Akif’in Milli Mücadele’ye olan katkılarından biri de, İstiklal Marşı’nı yazmasıdır. 1921’de yapılan milli marş güftesi yarışmasında, 700’ü aşkın şiir arasından Akif’in “Kahraman Ordumuza” ithaf ettiği şiiri birinci seçilerek İstiklal Marşı olarak kabul edilmiştir. Bu marş, Türk milletinin bağımsızlık mücadelesinin simgesi haline gelmiştir.
Son Yılları ve Mısır’da Geçirdiği Zor Dönem
Mehmet Akif Ersoy, 1923’te, dostu Abbas Halim Paşa’nın daveti üzerine Mısır’a gitmiş, son yıllarını burada geçirmeye başlamıştır. 1925’te, Türkiye’de Diyanet İşleri Başkanlığı tarafından Kur’an meali yapması teklif edilmiş ancak bazı çekinceleri nedeniyle bu teklif reddedilmiştir. Mısır’daki yıllarında, Türk edebiyatı dersleri vermiş ve Safahât’ın son kitabı olan “Gölgeler”i yayımlamıştır.
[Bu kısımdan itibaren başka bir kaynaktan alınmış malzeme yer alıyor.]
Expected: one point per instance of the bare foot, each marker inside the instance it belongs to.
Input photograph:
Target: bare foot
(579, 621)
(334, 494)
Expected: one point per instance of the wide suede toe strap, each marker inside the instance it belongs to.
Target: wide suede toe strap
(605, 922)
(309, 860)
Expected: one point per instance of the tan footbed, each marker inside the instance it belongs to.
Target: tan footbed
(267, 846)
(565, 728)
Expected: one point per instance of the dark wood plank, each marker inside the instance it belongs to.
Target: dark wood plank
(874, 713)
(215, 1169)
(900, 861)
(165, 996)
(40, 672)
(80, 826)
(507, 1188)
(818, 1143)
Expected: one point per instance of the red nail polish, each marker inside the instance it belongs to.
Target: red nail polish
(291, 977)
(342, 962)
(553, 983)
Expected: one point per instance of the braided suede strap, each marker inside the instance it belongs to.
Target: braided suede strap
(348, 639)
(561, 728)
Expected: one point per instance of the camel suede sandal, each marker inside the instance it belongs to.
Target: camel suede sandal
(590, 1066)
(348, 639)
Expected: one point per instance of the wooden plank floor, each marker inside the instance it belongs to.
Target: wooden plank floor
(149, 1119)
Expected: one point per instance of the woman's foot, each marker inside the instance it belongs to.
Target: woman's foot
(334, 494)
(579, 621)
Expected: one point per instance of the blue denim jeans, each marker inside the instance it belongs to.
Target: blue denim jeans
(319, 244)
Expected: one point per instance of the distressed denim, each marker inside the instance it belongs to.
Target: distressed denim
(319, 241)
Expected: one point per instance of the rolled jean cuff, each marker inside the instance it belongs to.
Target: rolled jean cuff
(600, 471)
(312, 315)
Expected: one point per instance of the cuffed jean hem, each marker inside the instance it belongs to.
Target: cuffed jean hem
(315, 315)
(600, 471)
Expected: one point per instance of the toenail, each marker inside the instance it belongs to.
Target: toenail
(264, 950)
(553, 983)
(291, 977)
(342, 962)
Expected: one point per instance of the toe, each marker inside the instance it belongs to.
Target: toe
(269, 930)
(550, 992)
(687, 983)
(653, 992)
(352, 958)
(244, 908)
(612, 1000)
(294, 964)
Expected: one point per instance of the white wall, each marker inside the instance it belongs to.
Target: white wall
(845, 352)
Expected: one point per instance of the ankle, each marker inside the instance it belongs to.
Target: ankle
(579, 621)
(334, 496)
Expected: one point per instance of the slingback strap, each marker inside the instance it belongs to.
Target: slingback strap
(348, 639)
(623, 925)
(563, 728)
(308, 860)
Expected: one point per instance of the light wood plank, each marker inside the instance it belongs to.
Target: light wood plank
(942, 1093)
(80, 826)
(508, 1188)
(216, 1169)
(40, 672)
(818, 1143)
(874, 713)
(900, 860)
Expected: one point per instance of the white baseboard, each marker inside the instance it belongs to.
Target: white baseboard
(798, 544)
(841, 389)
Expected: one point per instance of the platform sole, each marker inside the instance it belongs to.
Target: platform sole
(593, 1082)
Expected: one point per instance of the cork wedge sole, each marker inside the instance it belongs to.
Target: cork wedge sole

Akif’in Mısır yılları, sağlığının bozulmaya başladığı, sıkıntılarla geçtiği yıllar olmuştur. 1935’te rahatsızlanarak Lübnan ve Antakya’ya gitse de sağlık durumu daha da kötüleşmiştir. Sonunda, 1936 yılı Haziran ayında, İstanbul’a dönmeye karar vermiştir.
Vefatı
Mehmet Akif Ersoy, 27 Aralık 1936’da, İstanbul Beyoğlu’ndaki Mısır Apartmanı’nda vefat etmiştir. Son zamanlarında dostlarıyla vedalaşarak son nefesini çok sevdiği İstanbul’da, Fuad Şemsi Bey’in kucağında vermiştir. Cenazesi, üniversite gençliğinin ve halkın büyük ilgisiyle Beyazıt Camii’nden kaldırılmış ve Edirnekapı Mezarlığı’na defnedilmiştir.